Wednesday, November 4, 2015

Malala and Kailash and Externalities

In class, we've been really focused in on globalization and its consequences.  Consumers pay less for goods, but cheap labor is exploited.  We have exposure to more cultures, but many cultures are dying out.

Every action has positive and negative consequences.  Economic development is no different.  Today we learned the term "externality."  It used to be called "economic spillover."

An economic spillover (externality) refers to the unintended positive and negative outcomes of economic development.

You can see why we have to teach what the economy is before we can begin teaching about externalities.

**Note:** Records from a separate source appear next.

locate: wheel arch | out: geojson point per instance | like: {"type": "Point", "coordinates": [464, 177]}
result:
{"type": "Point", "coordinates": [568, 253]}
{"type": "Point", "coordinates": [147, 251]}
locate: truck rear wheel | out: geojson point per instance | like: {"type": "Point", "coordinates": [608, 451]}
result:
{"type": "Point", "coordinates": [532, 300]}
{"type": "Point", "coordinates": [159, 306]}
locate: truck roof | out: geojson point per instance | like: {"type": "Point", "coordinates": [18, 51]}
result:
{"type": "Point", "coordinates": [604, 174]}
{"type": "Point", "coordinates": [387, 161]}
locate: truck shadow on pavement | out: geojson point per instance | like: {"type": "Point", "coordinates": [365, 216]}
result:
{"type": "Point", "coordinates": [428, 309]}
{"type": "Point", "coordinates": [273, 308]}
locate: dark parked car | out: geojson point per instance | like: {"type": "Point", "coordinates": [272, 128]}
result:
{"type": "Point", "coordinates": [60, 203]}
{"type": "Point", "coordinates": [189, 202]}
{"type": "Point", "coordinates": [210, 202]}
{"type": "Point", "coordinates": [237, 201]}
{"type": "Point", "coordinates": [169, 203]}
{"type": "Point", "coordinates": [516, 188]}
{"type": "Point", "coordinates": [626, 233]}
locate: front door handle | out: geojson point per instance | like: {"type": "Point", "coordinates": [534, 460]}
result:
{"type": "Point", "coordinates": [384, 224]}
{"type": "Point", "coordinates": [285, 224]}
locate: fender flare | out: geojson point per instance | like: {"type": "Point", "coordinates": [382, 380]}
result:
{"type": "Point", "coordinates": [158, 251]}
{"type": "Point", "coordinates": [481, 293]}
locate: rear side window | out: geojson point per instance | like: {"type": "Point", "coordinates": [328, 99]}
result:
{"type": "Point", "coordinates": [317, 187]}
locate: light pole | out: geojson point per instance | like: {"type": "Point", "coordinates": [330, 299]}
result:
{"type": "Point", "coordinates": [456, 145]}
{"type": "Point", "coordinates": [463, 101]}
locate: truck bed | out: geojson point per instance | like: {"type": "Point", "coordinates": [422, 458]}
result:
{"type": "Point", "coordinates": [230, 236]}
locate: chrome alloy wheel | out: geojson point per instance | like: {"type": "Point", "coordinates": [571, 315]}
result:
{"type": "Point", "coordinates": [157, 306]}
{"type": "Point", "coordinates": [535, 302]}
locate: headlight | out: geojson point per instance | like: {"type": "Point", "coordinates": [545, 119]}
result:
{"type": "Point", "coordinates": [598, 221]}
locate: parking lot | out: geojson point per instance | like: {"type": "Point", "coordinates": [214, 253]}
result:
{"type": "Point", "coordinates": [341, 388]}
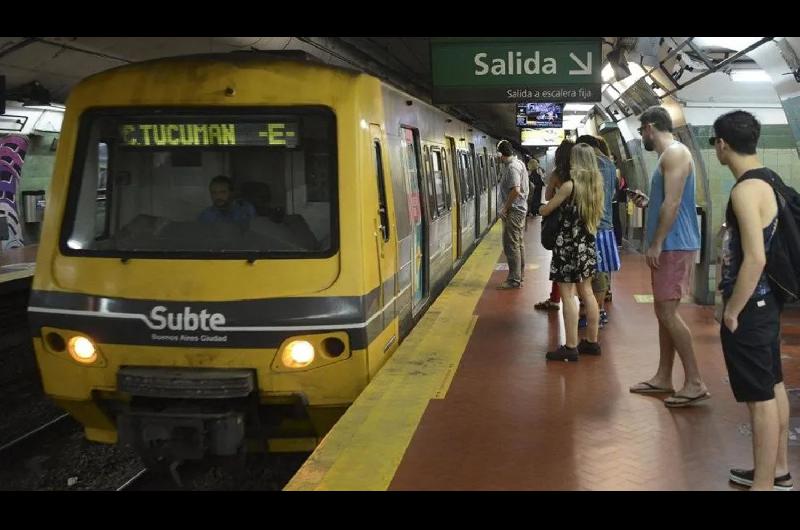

Countries (and states, and cities) want economic development.  They want people in their area to have jobs making and selling goods.  They want to have money to buy.  Often, they'll come up with incentives to bring companies or factories in.

When those factories come in, they're coming in because they want to make money.  THAT is what they care about.  Money.

The economic spillover would be the positives and negatives other than that money.

Does the factory take up space that used to be a park?  Negative economic spillover.
Did building the factory encourage others to check out the town?  Positive economic spillover.
Does the factory pollute?  Negative economic spillover.
Did the factory increase the standard of living for the town?  Positive economic spillover.

This idea of unintended consequences touches many areas of our lives.  Students wrote me a paragraph about it this morning.  Many were quite interesting: holding the door to be nice resulting in a piece of candy; play-fighting resulting in getting in trouble; forgetting to close the gate leading to the dog getting out of the yard and getting hurt.

Yesterday we read about Kailash Satyarthi, who won the Nobel Peace Prize in 2014 for his efforts to end modern slavery.  This was an unintended consequence of his actions.

He shared the award with Malala Yousafzai, who was shot in the face for speaking out in favor of education.  Being shot; winning the award - these were both unintended consequences of Malala's actions.

Their paring for the Nobel Peace Prize makes sense.  They were both fighting for children to have the opportunities they deserve.  No child should be forced to work 17 hour shifts 7 days a week.  All children should have the right to an education.  

Perhaps an unintended consequence of globalization is that children are being forced to work long hours so first-world nations can have cheap clothes.  But another unintended consequence of globalization is that we all have the opportunity to speak up and speak out - and our words have the potential to be heard all over the world.

If you are interested in how you can raise money for education - and specifically girls education - worldwide, check out The Malala Fund.  They've got some really interesting ideas.

If you are interested in Kailash Satyarthi's organization BBA, check this out.

As always, students in my class may earn extra credit if they read and discuss this post with an adult.  To prove you did this, write a paragraph about your discussion and have the adult you read it with sign the paper.